Classement à 14h TU :

  1. Cheminées Poujoulat (B Stamm – J Le Cam) à 1760,5 milles de l’arrivée
  2. Neutrogena (G Altadill – J Muñoz) à 918,8 milles
  3. GAES Centros Auditivos (A Corbella – G Marin) à 1010,5 milles
  4. We Are Water (B Garcia – W Garcia) à 2281,1 milles
  5. One Planet One Ocean & Pharmaton (A Gelabert – D Costa) à 2293,3 milles
  6. Renault Captur (J Riechers – S Audigane) à 3369,1 milles
  7. Spirit of Hungary (N Fa – C Colman) à 4796,9 milles

Ils ont dit :

Anna Corbella (GAES Centros Auditivos) :

Nous sommes contents, nous nous rapprochons de la maison. On navigue au près dans les alizés on n’a donc qu’à laisser passer les jours et on sera arrivé. On va bien actuellement. On n’a que peu de chances de rejoindre Neutrogena à l’heure actuelle, car on navigue au près. Les vitesses des deux bateaux sont proches et la seule différence tient au fait que nous sommes légèrement décalés dans l’est.

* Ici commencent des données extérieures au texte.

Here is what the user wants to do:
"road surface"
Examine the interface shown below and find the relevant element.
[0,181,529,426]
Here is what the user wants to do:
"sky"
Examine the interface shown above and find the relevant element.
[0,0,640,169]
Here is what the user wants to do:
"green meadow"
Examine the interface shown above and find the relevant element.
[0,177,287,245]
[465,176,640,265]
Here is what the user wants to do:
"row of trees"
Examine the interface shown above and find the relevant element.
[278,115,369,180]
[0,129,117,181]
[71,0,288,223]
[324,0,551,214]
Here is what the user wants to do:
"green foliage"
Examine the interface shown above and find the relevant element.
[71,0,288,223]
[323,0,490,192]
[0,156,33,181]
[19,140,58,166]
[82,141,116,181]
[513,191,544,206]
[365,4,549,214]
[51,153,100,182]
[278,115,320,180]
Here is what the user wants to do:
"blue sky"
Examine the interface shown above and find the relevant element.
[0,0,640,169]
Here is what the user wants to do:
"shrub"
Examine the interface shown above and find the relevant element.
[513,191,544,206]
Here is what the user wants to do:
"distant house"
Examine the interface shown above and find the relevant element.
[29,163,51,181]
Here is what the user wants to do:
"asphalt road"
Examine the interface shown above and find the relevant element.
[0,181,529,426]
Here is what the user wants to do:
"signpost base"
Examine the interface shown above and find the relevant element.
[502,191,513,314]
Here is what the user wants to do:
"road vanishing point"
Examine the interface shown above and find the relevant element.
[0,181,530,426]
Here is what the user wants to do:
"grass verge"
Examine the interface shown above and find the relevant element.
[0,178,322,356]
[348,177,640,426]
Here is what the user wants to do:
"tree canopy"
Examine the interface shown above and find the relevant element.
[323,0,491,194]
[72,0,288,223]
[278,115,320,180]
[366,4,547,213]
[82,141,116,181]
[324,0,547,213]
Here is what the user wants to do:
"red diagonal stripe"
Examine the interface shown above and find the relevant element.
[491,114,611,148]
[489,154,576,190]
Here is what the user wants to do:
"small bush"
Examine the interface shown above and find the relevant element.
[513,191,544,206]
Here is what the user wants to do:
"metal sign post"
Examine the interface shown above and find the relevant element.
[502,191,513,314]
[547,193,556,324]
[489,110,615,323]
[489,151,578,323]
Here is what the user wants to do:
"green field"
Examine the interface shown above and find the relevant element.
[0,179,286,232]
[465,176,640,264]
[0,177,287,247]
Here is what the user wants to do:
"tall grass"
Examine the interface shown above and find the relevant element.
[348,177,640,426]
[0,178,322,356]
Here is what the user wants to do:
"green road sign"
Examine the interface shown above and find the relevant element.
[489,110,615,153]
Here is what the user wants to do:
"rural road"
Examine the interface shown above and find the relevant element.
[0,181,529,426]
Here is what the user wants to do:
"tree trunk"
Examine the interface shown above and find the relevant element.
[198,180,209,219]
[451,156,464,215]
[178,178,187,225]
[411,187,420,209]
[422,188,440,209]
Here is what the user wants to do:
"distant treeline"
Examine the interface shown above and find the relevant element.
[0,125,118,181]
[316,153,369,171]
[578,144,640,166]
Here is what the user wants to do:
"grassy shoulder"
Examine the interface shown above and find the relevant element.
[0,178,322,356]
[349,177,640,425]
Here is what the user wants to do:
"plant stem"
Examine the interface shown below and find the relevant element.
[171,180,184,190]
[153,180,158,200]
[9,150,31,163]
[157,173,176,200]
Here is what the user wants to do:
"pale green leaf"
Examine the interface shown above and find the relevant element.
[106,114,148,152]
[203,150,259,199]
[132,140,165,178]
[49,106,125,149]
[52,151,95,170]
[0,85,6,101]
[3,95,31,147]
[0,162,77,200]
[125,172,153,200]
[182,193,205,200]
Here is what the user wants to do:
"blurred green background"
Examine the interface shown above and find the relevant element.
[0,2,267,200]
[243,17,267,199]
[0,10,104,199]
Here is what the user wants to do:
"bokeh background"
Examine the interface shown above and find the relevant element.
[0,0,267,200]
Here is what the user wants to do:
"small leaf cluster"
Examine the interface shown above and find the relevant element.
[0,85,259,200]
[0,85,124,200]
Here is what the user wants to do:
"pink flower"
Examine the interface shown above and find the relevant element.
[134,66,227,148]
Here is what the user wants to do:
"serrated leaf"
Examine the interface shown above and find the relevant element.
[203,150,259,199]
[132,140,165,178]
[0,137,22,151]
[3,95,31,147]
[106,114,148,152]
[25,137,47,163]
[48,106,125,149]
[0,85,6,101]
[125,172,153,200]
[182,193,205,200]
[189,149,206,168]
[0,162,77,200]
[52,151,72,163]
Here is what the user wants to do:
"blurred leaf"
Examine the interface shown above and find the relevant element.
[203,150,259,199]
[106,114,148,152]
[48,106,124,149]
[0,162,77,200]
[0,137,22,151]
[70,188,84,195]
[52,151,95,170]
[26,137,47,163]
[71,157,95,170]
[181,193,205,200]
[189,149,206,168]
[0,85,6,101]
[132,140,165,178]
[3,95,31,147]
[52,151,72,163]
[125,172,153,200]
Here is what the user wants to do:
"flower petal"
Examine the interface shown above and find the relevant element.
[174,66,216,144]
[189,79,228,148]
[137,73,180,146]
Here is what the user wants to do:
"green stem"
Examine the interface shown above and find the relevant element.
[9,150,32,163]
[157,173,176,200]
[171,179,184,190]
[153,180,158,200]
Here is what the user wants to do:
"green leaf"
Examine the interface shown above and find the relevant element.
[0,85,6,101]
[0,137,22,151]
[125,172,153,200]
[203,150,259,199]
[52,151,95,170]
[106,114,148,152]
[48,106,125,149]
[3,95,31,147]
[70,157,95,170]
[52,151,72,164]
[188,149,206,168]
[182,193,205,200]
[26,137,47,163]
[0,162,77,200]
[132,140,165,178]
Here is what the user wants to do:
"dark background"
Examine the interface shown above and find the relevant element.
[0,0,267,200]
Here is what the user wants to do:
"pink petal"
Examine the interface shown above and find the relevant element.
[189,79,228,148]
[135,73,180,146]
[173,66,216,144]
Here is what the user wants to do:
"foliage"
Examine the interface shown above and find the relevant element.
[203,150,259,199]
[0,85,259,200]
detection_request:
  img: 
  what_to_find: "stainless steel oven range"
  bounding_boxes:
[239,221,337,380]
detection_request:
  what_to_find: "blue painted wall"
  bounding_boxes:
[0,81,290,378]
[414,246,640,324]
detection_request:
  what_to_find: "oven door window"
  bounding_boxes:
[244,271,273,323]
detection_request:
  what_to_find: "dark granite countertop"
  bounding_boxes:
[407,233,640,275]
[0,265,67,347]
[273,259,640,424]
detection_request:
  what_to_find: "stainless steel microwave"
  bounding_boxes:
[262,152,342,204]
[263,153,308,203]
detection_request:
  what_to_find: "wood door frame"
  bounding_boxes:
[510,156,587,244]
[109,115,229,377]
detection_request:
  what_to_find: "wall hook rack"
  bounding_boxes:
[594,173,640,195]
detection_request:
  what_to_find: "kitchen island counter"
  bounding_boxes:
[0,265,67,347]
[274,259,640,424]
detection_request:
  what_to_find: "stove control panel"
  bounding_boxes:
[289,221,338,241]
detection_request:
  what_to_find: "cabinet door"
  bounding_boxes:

Pas mal de chos es nous manquent, la nourriture notamment. On n’a pas grand-chose à faire. De temps en temps, on pense aux amis à la famille qui nous manquent, on aimerait regarder la télé. Ce sont toutes ces petites choses qui nous manquent, mais d’un autre côté, on est fier d’avoir accompli ce que peu de gens peuvent faire, c’est un sentiment double.